کلونی زنبور عسل خود تطبیقی مصنوعی برای بهینه سازی عددی جهانی
|کد مقاله||سال انتشار||مقاله انگلیسی||ترجمه فارسی||تعداد کلمات|
|10494||2012||7 صفحه PDF||سفارش دهید||محاسبه نشده|
Publisher : Elsevier - Science Direct (الزویر - ساینس دایرکت)
Journal : IERI Procedia, Volume 1, 2012, Pages 59–65
The ABC algorithm has been used in many practical cases and has demonstrated good convergence rate. It produces the new solution according to the stochastic variance process. In this process, the magnitudes of the perturbation are important since it can affect the new solution. In this paper, we propose a self adaptive artificial bee colony, called self adaptive ABC, for the global numerical optimization. A new self adaptive perturbation is introduced in the basic ABC algorithm, in order to improve the convergence rates. 23 benchmark functions are employed in verifying the performance of self adaptive ABC. Experimental results indicate our approach is effective and efficient. Compared with other algorithms, self adaptive ABC performs better than, or at least comparable to the basic ABC algorithm and other state-of-the-art approaches from literature when considering the quality of the solution obtained.

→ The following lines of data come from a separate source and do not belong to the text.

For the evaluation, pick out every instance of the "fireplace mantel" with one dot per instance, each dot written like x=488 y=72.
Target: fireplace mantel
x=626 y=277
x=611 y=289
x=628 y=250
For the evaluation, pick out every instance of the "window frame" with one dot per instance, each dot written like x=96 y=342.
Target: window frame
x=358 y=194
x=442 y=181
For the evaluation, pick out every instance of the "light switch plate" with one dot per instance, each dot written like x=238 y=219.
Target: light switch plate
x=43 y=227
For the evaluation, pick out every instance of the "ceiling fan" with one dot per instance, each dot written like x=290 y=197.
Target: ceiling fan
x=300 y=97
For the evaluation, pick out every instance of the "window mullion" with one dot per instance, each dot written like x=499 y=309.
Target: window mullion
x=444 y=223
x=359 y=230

Optimization problems play an important role in both industrial application fields and the scientific research world. During the past decade, we have viewed different kinds of meta-heursitic algorithms advanced to handle optimization problems. Among them, Meta-heuristic based methods, such as simulated annealing (SA), genetic algorithm (GA), particle swarm optimization algorithm (PSO), artificial bee colony (ABC), and differential evolution [1-4], may be one of the most popular methods. Particularly, artificial bee colony algorithm  is a population-based heuristic evolutionary algorithm inspired by the intelligent foraging behavior of the honeybee swarm. B. Akay and D. Karaboga  proposed a modify versions of the artificial bee colony. The modified artificial bee colony applied for efficiently solving real parameter optimization problem. The modified ABC algorithm employs a control parameter that determines how many parameters to be modified for the production of a neighboring solution. A scaling factor that tunes the step size adaptively was introduced. However, this field of study is still in its early days, a large number of future researches are necessary in order to develop the new version artificial bee colony algorithm for optimization problems. Since ABC is a particular instance of EA, it is interesting to investigate how self adaptive can be applied to it. Until now, there is no paper to focus on self-adaptive in ABC has been reported. In our paper, the parameter control technique is based on the self adaptive of the magnitudes of the perturbation, associated with the evolutionary process. The main goal here produces a flexible ABC, in terms of control parameter. We propose a self adaptive ABC which the variant of control parameter is changed according to the iteration. The low value of control parameter allows the search to find the optimal search in small step. However, it makes the convergence slower. A high value of control parameter speed up the search but it reduces the exploitation capability of the perturbation process. Therefore, we use this method which can balance the exploration and the exploitation of ABC.
نتیجه گیری انگلیسی
In this paper, we propose a self adaptive artificial bee colony, called self adaptive ABC. The proposed self adaptive method is an attempt to determine the values of control parameter ij . Our self adaptive ABC algorithm has been implemented and test on benchmark optimization problems taken from literature. 23 benchmark functions chosen from literature are employed. The results show that the proposed self adaptive ABC algorithm clearly outperforms the basic ABC. Compared with some evolution algorithms from literature, we find our algorithm is superior to or at least highly competitive with these algorithms. In this paper, we only consider the global optimization. The algorithm can be extended to solve other problem such as constrained optimization problems.